President Donald Trump’s trance-like grip on the Republican Party appears to be slowly slipping under the sheer weight of scandals that have dogged his second stint in the White House to date, Politico reports.
The chief signs of mounting discontent within GOP ranks include growing support for greater transparency over the Jeffrey Epstein files and his apparent inability to rally support for a nationwide redistricting effort, according to Politico.
The outlet also points to the November election defeats, with strong Democratic statewide victories, as momentum-changing for the seemingly unknockable Trump, 79.

As the president faces mounting public scrutiny over his historic relationship with the disgraced financier and convicted pedophile Epstein, Trump has notably failed in his efforts to pressure top Republican representatives into following his lead.
Even MAGA stalwarts, such as Lauren Boebert and Marjorie Taylor Greene, resisted calls to drop support of a House initiative to pressure the Justice Department into releasing fresh documents on the long-running scandal.

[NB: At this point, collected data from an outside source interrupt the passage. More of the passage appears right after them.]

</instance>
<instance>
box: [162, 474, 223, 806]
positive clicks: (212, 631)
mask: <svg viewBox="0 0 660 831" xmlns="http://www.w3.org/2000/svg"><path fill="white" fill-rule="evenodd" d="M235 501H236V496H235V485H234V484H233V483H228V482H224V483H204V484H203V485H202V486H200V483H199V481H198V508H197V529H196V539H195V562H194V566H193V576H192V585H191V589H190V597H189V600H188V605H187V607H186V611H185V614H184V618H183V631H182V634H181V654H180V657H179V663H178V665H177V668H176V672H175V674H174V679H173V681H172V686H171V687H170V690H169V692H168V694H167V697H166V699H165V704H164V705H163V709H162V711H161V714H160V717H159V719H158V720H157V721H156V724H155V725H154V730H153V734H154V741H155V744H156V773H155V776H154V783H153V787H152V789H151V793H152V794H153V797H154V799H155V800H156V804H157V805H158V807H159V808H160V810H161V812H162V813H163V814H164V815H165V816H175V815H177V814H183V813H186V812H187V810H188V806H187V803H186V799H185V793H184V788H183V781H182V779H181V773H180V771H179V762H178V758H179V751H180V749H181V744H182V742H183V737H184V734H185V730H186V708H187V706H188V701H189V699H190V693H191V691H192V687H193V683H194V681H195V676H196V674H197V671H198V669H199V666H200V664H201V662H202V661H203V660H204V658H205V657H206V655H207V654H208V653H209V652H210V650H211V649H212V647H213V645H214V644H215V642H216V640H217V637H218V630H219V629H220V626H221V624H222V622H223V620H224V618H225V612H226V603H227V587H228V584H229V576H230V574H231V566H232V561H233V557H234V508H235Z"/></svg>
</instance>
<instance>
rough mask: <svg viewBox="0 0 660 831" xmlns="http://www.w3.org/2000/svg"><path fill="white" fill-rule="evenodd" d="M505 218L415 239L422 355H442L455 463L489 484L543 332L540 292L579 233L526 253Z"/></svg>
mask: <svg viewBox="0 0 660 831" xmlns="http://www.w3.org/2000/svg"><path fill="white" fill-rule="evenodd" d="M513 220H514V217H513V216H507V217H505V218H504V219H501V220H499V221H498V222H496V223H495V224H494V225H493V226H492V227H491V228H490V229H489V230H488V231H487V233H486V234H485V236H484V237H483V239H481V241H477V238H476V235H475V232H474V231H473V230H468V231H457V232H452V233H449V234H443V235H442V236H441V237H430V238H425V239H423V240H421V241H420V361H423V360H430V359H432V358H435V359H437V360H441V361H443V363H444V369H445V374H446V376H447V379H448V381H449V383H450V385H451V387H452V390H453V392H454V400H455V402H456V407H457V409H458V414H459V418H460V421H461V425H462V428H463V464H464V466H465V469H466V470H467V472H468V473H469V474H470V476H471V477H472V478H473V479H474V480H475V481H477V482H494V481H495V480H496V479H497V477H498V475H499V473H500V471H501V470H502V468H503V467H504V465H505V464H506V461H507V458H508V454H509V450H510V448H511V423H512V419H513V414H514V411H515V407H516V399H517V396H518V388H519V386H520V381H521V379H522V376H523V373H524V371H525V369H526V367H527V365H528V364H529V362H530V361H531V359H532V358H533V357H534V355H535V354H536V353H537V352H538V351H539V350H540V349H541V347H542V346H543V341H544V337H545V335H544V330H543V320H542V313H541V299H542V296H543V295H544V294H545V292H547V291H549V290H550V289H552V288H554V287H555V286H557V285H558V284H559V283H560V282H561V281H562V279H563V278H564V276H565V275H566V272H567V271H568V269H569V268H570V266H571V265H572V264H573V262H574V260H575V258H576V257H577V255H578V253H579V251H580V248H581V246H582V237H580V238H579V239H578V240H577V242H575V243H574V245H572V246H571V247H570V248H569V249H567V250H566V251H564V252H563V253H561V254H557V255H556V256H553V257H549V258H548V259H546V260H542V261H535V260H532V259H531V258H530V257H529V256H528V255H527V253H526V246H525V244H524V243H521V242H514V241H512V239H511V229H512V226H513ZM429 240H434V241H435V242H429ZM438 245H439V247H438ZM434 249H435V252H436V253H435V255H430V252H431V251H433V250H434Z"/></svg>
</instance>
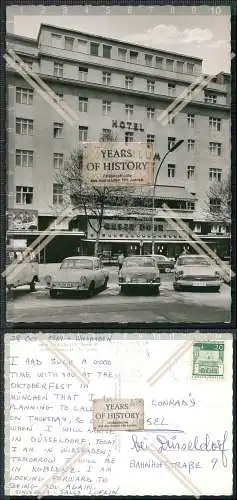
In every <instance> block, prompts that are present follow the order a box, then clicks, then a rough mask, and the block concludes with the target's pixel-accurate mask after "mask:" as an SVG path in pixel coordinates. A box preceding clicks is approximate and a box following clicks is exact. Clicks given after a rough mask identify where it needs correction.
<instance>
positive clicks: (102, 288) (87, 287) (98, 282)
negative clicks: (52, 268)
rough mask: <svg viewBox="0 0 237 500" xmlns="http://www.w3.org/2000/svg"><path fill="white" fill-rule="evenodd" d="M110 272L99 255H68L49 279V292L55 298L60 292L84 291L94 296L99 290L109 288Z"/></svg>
mask: <svg viewBox="0 0 237 500" xmlns="http://www.w3.org/2000/svg"><path fill="white" fill-rule="evenodd" d="M108 281H109V275H108V272H107V271H105V270H104V269H103V265H102V263H101V261H100V259H99V258H97V257H67V258H66V259H64V260H63V262H62V264H61V265H60V268H59V269H58V270H57V271H56V272H55V273H54V275H53V276H52V277H51V279H50V281H49V294H50V297H52V298H54V297H56V296H57V295H59V293H60V292H66V291H69V290H70V291H74V292H84V293H86V295H87V296H88V297H93V295H94V293H95V292H96V291H97V290H102V289H105V288H107V284H108Z"/></svg>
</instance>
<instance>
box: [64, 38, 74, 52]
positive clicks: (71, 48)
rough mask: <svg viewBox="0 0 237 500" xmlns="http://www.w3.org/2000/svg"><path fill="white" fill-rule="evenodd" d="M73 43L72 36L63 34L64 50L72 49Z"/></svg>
mask: <svg viewBox="0 0 237 500" xmlns="http://www.w3.org/2000/svg"><path fill="white" fill-rule="evenodd" d="M73 45H74V38H72V37H71V36H65V39H64V48H65V49H66V50H73Z"/></svg>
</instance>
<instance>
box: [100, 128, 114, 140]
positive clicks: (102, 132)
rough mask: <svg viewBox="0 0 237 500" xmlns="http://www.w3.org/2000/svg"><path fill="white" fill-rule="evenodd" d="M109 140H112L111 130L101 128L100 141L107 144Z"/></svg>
mask: <svg viewBox="0 0 237 500" xmlns="http://www.w3.org/2000/svg"><path fill="white" fill-rule="evenodd" d="M111 140H113V138H112V130H111V128H103V129H102V141H103V142H109V141H111Z"/></svg>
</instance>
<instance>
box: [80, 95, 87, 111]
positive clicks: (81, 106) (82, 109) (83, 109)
mask: <svg viewBox="0 0 237 500" xmlns="http://www.w3.org/2000/svg"><path fill="white" fill-rule="evenodd" d="M79 111H81V112H82V113H87V111H88V98H87V97H79Z"/></svg>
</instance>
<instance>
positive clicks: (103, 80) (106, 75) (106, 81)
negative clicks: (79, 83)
mask: <svg viewBox="0 0 237 500" xmlns="http://www.w3.org/2000/svg"><path fill="white" fill-rule="evenodd" d="M102 83H103V84H104V85H110V83H111V73H110V72H109V71H103V73H102Z"/></svg>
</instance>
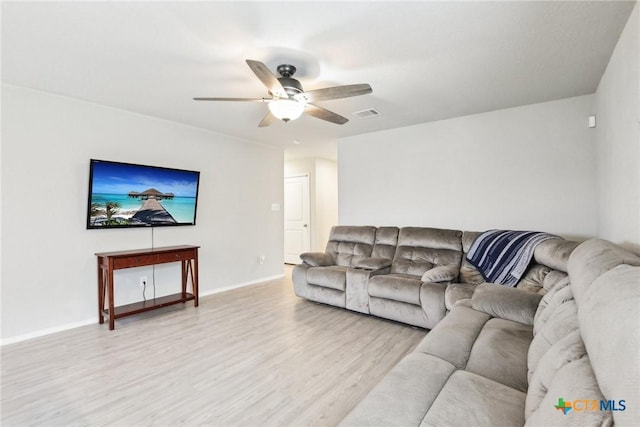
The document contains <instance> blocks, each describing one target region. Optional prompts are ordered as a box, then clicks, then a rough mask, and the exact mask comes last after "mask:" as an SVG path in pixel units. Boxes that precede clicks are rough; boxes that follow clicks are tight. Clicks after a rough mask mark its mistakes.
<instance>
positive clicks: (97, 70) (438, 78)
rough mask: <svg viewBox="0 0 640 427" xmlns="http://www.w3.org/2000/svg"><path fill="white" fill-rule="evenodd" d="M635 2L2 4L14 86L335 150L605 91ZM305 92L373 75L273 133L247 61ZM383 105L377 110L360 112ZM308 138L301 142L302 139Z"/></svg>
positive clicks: (234, 135)
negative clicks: (264, 126)
mask: <svg viewBox="0 0 640 427" xmlns="http://www.w3.org/2000/svg"><path fill="white" fill-rule="evenodd" d="M633 5H634V2H633V1H627V2H613V1H604V2H593V1H568V2H561V1H551V2H537V1H533V2H527V1H510V2H506V1H503V2H415V1H414V2H397V1H387V2H319V1H316V2H271V1H261V2H238V1H235V2H152V3H150V2H99V3H96V2H84V3H83V2H44V3H26V2H16V3H12V2H3V3H2V81H3V82H6V83H10V84H14V85H19V86H25V87H30V88H35V89H40V90H44V91H48V92H53V93H57V94H61V95H66V96H70V97H74V98H79V99H83V100H87V101H90V102H95V103H99V104H104V105H108V106H112V107H116V108H120V109H123V110H128V111H133V112H137V113H142V114H146V115H149V116H154V117H159V118H163V119H167V120H172V121H176V122H181V123H185V124H188V125H192V126H197V127H200V128H204V129H209V130H212V131H215V132H220V133H224V134H228V135H233V136H236V137H238V138H242V139H246V140H251V141H258V142H263V143H267V144H272V145H276V146H280V147H283V148H285V149H286V150H287V152H288V156H289V157H291V158H293V157H301V156H306V155H320V156H322V157H335V140H336V139H337V138H341V137H346V136H352V135H357V134H362V133H367V132H374V131H380V130H383V129H390V128H395V127H401V126H407V125H412V124H417V123H424V122H429V121H434V120H441V119H447V118H452V117H458V116H463V115H468V114H474V113H480V112H485V111H492V110H498V109H503V108H509V107H514V106H519V105H526V104H532V103H537V102H544V101H549V100H554V99H561V98H567V97H571V96H577V95H583V94H589V93H593V92H594V91H595V90H596V88H597V85H598V82H599V80H600V77H601V76H602V73H603V72H604V69H605V67H606V65H607V63H608V60H609V57H610V56H611V52H612V51H613V48H614V46H615V43H616V42H617V40H618V37H619V35H620V33H621V31H622V28H623V27H624V24H625V23H626V21H627V18H628V17H629V14H630V13H631V9H632V8H633ZM247 58H249V59H255V60H259V61H263V62H264V63H265V64H267V66H269V67H270V68H271V69H272V70H273V71H274V72H275V67H276V66H277V65H278V64H281V63H290V64H293V65H295V66H296V67H297V68H298V72H297V73H296V76H295V77H297V78H298V79H299V80H300V81H301V83H302V84H303V86H304V88H305V89H306V90H312V89H317V88H322V87H327V86H335V85H342V84H354V83H369V84H370V85H371V86H372V87H373V93H372V94H370V95H364V96H360V97H355V98H349V99H341V100H332V101H323V102H318V105H321V106H322V107H324V108H327V109H330V110H332V111H335V112H337V113H338V114H341V115H343V116H345V117H348V118H349V119H350V121H349V122H348V123H347V124H345V125H343V126H339V125H335V124H331V123H328V122H324V121H321V120H318V119H315V118H313V117H307V116H303V117H302V118H300V119H298V120H296V121H294V122H290V123H288V124H285V123H282V122H276V123H274V124H273V125H271V126H270V127H268V128H258V127H257V124H258V122H259V121H260V120H261V119H262V117H263V116H264V114H265V113H266V110H267V106H266V104H262V103H232V102H206V103H205V102H196V101H193V100H192V98H193V97H196V96H215V97H262V96H266V95H267V91H266V89H265V87H264V86H263V85H262V84H261V83H260V81H259V80H258V79H257V78H256V76H255V75H254V74H253V73H252V71H251V70H250V69H249V67H248V66H247V65H246V64H245V59H247ZM372 107H373V108H375V109H377V110H378V111H379V112H380V113H381V115H380V116H379V117H376V118H370V119H360V118H358V117H356V116H354V115H352V113H353V112H355V111H359V110H363V109H368V108H372ZM294 140H298V141H300V142H301V144H300V145H293V141H294Z"/></svg>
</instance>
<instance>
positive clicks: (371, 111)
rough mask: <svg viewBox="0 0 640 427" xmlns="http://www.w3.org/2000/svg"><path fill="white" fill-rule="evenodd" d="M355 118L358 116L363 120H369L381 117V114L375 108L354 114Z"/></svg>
mask: <svg viewBox="0 0 640 427" xmlns="http://www.w3.org/2000/svg"><path fill="white" fill-rule="evenodd" d="M353 115H354V116H358V117H360V118H361V119H368V118H371V117H376V116H379V115H380V112H379V111H378V110H376V109H375V108H367V109H366V110H362V111H356V112H355V113H353Z"/></svg>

In the Senate, top Republicans have held fast against Trump efforts to abolish the filibuster—the rule that requires 60 votes to pass most legislation.

The MAGA leader’s problems were mirrored at state level in Indiana, where several key officials bucked White House pressure to support a bid to redraw congressional boundaries to the party’s advantage in future elections, Politico said.
The Wall Street Journal has also reported on the apparent knocks in Trump’s armor. The newspaper noted Trump’s spectacularly messy public split from Rep. Greene as a clear sign of the president’s growing non-alignment with the MAGA base.
Greene, who had otherwise long proven herself one of the president’s staunchest defenders, has sparred with senior GOP leadership over a variety of issues, from nuclear strikes against Iran to foreign aid and healthcare subsidies. But it was the Epstein documents that finally saw the president cut ties with her last week.
“I am withdrawing my support and Endorsement of ‘Congresswoman’ Marjorie Taylor Greene, of the Great State of Georgia,” the president posted in a vitriolic Truth Social diatribe Friday. ‘All I see ‘Wacky’ Marjorie do is COMPLAIN, COMPLAIN, COMPLAIN!”
For Mike Madrid, a former California Republican Party’s political director, now turned Trump critic, the president’s split with Greene is only the latest sign of mounting divisions within the party. “There’s an unprecedented split in Donald Trump’s base,” he told WSJ. “It’s a sign that even Donald Trump is not immune to the physics of politics, which is that a lame-duck leader is going to start to see people abandon him.”
Political analyst Charlie Cook, however, was quick to warn against overhyping any signs that Trump is losing his magic touch. “They’re kind of stepping out, but gingerly,” he said in an interview with the newspaper. “It’s a change from what we’ve seen, but I’m not going to hold my breath to see Republicans thumbing their noses at him with any regularity.”
The Daily Beast has reached out to the White House for comment on this story.
“President Trump remains the unequivocal leader of the Republican Party, and he has incredible working relationships with party leadership and the vast majority of Republicans on Capitol Hill,” press secretary Karoline Leavitt told the WSJ. “On issues like the filibuster, he makes his positions clear and has robust conversations with his counterparts privately and publicly.”